CAPR 39-3 (dated 6 September 1972) officially designated the Frank Borman Falcon Award as a Senior Program award as follows:
Although this award is partly in recognition of Cadet Program achievements, an indivdual must also meet criteria which are not associated with the Cadet Program. Therefore, this award is administered under the Senior Program.
It further clarified the policy of eligiblity by “…by both members and non-members” stating that:
This is the only achievement award in Civil Air Patrol which can be awarded even though the recipient might no longer be a CAP member. For example, if a cadet drops his membership when he enters the Air Force Academy, he would still qualify for the award upon application to National Headquarters.
There was also the new requirement that former Cadets joining the Senior Program had to serve at least one year as a member.

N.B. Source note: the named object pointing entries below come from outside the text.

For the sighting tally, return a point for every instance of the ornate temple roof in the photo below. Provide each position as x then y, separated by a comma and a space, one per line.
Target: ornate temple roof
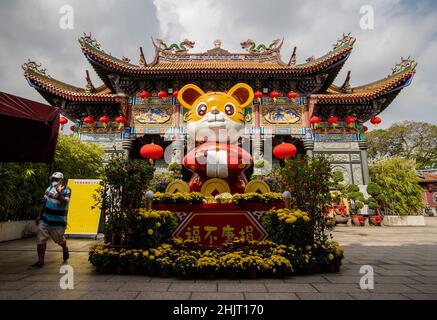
260, 60
51, 88
401, 77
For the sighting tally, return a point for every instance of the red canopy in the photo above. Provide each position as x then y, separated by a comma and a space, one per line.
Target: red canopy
28, 130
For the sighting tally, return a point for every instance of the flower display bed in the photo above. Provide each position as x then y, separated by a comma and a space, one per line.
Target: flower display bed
238, 259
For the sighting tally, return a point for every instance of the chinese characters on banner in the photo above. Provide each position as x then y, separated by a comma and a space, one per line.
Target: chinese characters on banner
212, 229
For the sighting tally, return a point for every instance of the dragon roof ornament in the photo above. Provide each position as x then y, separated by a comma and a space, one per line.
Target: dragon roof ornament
87, 39
250, 46
345, 40
182, 47
35, 67
403, 65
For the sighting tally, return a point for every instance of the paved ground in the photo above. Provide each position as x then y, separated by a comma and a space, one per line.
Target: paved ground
404, 260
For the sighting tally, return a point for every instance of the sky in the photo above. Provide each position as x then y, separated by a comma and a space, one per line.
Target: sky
31, 29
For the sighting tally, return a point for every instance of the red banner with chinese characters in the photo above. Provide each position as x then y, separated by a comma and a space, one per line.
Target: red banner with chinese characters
214, 229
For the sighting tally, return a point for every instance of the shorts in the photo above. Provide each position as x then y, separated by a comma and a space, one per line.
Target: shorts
43, 234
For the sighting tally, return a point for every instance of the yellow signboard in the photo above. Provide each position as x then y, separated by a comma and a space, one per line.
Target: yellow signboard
82, 218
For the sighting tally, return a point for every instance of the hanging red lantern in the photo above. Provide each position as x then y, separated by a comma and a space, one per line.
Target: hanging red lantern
292, 95
284, 150
350, 121
333, 120
63, 121
274, 95
144, 95
104, 120
121, 120
162, 94
375, 121
258, 95
152, 152
315, 121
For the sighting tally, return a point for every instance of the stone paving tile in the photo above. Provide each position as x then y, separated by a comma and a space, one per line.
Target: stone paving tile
421, 296
145, 286
12, 285
337, 288
425, 288
306, 279
270, 296
98, 285
323, 296
195, 287
56, 295
164, 296
242, 287
290, 287
110, 295
405, 273
15, 294
427, 273
128, 278
343, 279
46, 285
217, 296
12, 276
379, 296
425, 280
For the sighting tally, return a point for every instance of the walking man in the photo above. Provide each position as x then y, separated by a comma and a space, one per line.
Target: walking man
52, 220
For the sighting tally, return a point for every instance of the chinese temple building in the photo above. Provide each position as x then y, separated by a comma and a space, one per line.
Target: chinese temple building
294, 103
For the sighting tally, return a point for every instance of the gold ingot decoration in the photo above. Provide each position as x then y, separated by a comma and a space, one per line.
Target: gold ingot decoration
257, 186
177, 186
214, 186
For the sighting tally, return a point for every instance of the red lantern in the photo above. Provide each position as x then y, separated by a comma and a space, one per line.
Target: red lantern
104, 120
284, 150
315, 121
258, 95
144, 95
375, 121
292, 95
63, 121
121, 120
274, 95
151, 151
350, 121
162, 94
333, 120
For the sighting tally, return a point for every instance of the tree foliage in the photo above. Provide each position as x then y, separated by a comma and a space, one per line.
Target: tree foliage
411, 140
23, 184
400, 193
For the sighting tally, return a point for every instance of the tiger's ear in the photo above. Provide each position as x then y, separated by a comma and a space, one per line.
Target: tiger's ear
188, 94
243, 93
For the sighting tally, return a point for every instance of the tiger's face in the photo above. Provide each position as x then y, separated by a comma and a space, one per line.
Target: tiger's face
215, 115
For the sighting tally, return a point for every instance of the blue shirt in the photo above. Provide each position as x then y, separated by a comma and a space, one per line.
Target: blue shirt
55, 213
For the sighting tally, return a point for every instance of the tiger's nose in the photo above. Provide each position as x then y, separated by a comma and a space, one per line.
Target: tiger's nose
215, 110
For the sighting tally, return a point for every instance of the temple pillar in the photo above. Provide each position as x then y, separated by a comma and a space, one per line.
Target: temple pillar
127, 145
364, 161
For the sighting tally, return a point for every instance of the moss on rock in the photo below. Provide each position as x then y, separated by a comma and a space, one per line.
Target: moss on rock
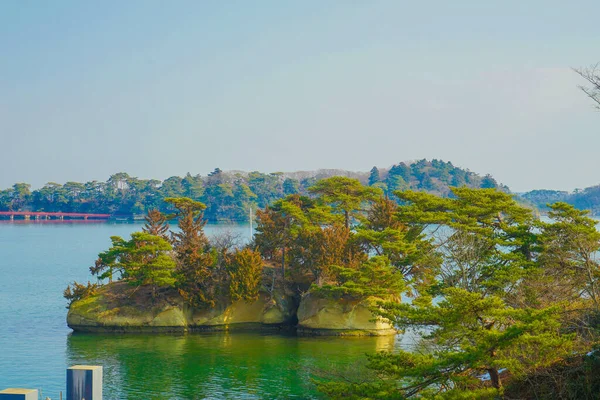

Monthly Bulletin Number 12 (dated 4 December 1973) detailed the expansion of the eligibility for the Frank Borman Falcon Award. Specifically, the requirement for successful completion at the Air Force Academy was extended to the other Service Academies. The requirements for successful entry into advanced Air FOrce ROTC was expanded to include the advanced ROTC programs of the other Service branches.
“NEC Deletes An Award”
The December 1978 National Executive Committee (NEC) decided to delete the Frank Borman Falcon Award on 1 July 1979. For some time the award had not exactly fit either the Cadet Program or the Senior Member Program. The award was given only to Spaatz Award winners–the highest cadet award. It was not exclusively tied to active achievement in CAP. The NEC pointed out that as a result of their decision, the Spaatz Award would truly be the top Cadet award. However, present recipients of the Falcon Award may continue to wear the ribbon during their service to the Civil Air Patrol. (CAP News, February 1979)
From the “Coach”
(Excerpted form a letter sent to the author in response to a phone interview with Mr. John V. “Jack” Sorenson, the “Father of the Modern Cadet Program” shortly before his death in 1998.)
The Falcon Award of Civil Air Patrol is faint in my memory. The reason is that the award was considered at headquarters as a post-cadet program item. Therefore, it did not come under my direct supervision. As I recall the Falcon Award, it was designed to do two tings: (1) to establish a bridge between the successful cadet, a Spaatz Award winner, and Senior Membership in CAP; and (2) to provide for a continuance of that successfully cadet in the program that meant so much to them. My staff did the artwork and wrote much of the corporate documents that established the award. However, it really was a Senior Member initiative.